Mardi Gras is a festive holiday held annually on a Tuesday between February 3rd and March 9th. The date changes because it is always held 47 days before Easter. Mardi Gras, which means Fat Tuesday in French, is held on the day before Lent, which is a 40 day period in which Christians give up meat and other rich foods. The holiday started as a way to indulge in the foods that would be given up for Lent.

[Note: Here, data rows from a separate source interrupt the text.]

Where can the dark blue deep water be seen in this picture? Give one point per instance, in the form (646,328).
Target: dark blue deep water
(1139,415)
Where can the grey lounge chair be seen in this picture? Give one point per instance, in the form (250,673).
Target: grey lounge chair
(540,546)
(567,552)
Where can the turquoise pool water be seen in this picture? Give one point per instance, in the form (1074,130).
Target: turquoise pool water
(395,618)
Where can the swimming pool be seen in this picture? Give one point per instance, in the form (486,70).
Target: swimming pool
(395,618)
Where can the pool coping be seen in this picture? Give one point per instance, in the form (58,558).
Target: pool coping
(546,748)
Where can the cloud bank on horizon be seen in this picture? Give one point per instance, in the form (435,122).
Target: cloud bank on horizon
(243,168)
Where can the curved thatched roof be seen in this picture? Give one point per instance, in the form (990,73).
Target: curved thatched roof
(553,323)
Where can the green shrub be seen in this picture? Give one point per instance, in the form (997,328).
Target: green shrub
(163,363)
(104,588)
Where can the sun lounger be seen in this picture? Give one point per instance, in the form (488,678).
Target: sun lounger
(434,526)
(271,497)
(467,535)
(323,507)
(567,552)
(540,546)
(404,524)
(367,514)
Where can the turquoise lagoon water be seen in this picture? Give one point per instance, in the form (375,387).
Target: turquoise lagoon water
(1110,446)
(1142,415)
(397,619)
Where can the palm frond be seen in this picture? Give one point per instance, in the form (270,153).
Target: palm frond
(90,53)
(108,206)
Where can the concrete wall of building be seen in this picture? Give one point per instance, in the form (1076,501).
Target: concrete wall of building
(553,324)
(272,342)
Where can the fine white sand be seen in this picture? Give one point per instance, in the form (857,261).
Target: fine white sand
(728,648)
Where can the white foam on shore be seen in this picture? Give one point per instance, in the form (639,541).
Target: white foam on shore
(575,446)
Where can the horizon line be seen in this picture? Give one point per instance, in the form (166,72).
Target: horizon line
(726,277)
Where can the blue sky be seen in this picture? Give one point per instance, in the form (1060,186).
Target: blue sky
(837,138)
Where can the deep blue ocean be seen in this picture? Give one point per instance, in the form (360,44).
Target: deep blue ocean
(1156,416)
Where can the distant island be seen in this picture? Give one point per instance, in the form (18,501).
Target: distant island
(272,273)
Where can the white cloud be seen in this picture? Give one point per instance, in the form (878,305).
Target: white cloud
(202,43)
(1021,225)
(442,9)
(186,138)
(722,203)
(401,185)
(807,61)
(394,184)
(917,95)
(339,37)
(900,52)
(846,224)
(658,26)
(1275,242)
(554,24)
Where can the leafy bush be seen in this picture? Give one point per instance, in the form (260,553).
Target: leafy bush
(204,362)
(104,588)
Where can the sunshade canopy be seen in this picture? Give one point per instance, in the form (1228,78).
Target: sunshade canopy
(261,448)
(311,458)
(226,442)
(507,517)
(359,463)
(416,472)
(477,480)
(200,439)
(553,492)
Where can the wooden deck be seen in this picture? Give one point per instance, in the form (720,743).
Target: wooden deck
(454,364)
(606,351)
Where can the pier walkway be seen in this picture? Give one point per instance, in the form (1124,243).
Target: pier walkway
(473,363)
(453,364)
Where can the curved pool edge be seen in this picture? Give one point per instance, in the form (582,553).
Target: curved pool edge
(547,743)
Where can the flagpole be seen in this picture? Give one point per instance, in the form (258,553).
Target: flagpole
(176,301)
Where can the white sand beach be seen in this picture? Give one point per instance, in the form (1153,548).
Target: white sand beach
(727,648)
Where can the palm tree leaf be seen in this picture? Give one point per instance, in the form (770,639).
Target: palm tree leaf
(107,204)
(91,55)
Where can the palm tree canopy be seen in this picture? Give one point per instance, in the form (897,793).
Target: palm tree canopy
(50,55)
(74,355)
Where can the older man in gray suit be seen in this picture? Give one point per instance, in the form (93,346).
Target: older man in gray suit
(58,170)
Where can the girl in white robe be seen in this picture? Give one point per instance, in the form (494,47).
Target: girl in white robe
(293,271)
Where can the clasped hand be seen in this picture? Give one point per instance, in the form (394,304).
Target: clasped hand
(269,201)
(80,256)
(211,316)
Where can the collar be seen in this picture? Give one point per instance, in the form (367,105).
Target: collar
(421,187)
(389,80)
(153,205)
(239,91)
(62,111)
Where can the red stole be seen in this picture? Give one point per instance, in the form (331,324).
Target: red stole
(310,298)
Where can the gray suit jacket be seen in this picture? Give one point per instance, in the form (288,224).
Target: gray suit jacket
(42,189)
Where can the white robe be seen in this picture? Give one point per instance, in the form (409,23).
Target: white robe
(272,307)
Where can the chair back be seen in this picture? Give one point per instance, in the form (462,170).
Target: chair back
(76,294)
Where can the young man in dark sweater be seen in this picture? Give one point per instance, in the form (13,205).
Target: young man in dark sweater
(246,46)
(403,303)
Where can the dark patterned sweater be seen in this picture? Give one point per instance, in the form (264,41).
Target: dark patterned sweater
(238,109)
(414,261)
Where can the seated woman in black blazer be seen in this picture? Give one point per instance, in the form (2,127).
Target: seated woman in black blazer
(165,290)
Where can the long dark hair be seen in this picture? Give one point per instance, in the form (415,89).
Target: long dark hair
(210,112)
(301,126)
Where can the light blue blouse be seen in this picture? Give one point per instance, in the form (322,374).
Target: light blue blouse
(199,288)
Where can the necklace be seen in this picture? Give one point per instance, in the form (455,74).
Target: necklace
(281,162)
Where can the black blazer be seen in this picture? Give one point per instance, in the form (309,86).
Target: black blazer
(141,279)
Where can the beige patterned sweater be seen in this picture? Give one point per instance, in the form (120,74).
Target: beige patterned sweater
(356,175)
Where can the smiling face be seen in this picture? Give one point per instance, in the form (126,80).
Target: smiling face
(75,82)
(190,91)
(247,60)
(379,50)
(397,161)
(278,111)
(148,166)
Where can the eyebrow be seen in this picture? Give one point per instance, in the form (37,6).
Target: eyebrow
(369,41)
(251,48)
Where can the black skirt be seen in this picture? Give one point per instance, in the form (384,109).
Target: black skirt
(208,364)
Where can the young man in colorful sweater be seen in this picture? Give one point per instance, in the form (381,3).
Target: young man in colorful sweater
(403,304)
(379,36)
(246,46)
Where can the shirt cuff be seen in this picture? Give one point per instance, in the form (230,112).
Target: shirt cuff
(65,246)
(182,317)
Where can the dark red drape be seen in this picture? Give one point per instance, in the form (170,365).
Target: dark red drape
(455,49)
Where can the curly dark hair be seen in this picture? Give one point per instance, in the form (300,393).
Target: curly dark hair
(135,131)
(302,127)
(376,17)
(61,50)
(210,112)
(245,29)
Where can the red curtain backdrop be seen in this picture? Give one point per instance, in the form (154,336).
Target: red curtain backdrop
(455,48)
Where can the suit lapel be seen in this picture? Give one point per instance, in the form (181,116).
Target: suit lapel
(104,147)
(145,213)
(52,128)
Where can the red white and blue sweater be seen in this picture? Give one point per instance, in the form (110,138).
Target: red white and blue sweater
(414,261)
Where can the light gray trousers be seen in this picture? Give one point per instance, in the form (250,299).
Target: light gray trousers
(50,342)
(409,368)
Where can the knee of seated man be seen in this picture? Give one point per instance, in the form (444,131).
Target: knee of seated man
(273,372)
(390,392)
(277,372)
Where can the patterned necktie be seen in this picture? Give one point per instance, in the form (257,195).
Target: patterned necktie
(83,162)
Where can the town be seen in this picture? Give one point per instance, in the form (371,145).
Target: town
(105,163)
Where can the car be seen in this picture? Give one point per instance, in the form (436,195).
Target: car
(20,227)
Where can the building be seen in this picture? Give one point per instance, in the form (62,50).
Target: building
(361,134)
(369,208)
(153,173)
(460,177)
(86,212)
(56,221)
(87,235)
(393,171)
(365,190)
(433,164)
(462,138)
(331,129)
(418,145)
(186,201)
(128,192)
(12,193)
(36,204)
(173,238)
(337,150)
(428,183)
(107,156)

Mardi Gras originated in pagan traditions of Medieval Europe. It precedes Lent because when Christianity spread to Rome, religious leaders decided to incorporate the traditions into the new faith instead of abolishing them. Mardi Gras was brought to the new world by French explorers who founded settlements near present day Mobile Alabama and Louisiana in the 17th century.
Today, Mardi Gras celebrations in New Orleans includes parties, elaborate floats, masked balls and colorful parades which are put on by organizations called Krewes. During parades, people riding on floats toss beads or other souvenirs known as “throws”, to the crowd. “King Cakes”, a cinnamon filled dough in a hollow circle, are a popular Mardi Gras treat. They are named for the three kings who visited baby Jesus in Bethlehem. A tiny plastic doll or golden bean that represents baby Jesus is hidden in the cake. The person that gets the piece of cake with the doll or bean is said to have good luck and must buy the next king cake or throw the next party. “Let the good times roll”!

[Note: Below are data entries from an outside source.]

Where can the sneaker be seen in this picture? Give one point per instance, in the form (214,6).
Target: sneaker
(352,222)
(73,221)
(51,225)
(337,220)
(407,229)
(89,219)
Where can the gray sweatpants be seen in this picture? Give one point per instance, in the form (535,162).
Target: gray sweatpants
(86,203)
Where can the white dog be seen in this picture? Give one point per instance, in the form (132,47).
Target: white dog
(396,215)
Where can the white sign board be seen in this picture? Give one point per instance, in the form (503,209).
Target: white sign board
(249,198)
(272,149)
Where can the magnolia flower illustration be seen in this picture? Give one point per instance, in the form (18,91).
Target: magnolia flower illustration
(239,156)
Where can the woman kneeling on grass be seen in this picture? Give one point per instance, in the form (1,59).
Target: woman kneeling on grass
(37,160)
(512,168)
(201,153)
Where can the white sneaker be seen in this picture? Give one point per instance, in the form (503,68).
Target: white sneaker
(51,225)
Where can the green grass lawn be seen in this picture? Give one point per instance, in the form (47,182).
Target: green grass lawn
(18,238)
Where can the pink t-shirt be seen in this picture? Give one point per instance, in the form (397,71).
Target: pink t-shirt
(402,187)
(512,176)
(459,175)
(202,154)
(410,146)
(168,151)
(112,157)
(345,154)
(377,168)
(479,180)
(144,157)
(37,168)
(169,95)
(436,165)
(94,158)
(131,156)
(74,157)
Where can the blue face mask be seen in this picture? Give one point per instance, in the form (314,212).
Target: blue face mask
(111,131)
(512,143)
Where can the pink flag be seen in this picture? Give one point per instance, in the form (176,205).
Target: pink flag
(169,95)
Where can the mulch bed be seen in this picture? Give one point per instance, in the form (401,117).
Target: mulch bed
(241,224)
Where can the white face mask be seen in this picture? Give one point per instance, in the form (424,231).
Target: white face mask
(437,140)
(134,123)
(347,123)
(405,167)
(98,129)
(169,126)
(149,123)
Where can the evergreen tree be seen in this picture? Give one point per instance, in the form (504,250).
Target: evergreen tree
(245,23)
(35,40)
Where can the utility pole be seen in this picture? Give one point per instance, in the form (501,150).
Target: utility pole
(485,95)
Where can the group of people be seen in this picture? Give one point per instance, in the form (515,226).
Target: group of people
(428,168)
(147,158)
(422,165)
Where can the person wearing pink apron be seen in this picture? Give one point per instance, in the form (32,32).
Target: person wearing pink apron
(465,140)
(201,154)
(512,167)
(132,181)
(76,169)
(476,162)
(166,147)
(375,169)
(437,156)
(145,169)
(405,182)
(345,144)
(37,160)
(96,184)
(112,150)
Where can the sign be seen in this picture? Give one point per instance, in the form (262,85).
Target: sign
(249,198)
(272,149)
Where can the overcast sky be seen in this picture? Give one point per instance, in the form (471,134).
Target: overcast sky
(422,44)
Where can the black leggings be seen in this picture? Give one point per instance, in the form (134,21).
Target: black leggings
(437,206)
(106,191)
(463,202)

- It is illegal to ride on a Mardi Gras parade float without a mask.
- America’s first Mardi Gras celebration was held in Mobile, Alabama in 1703.
- An estimated 25 million pounds of Mardi Gras items are tossed from floats.
- Mardi Gras is a legal holiday in Louisiana.
- Mardi Gras generates an average of $840 million dollars for the city of New Orleans.
- Approximately 500,000 king cakes are sold in New Orleans between January 6 and Fat Tuesday.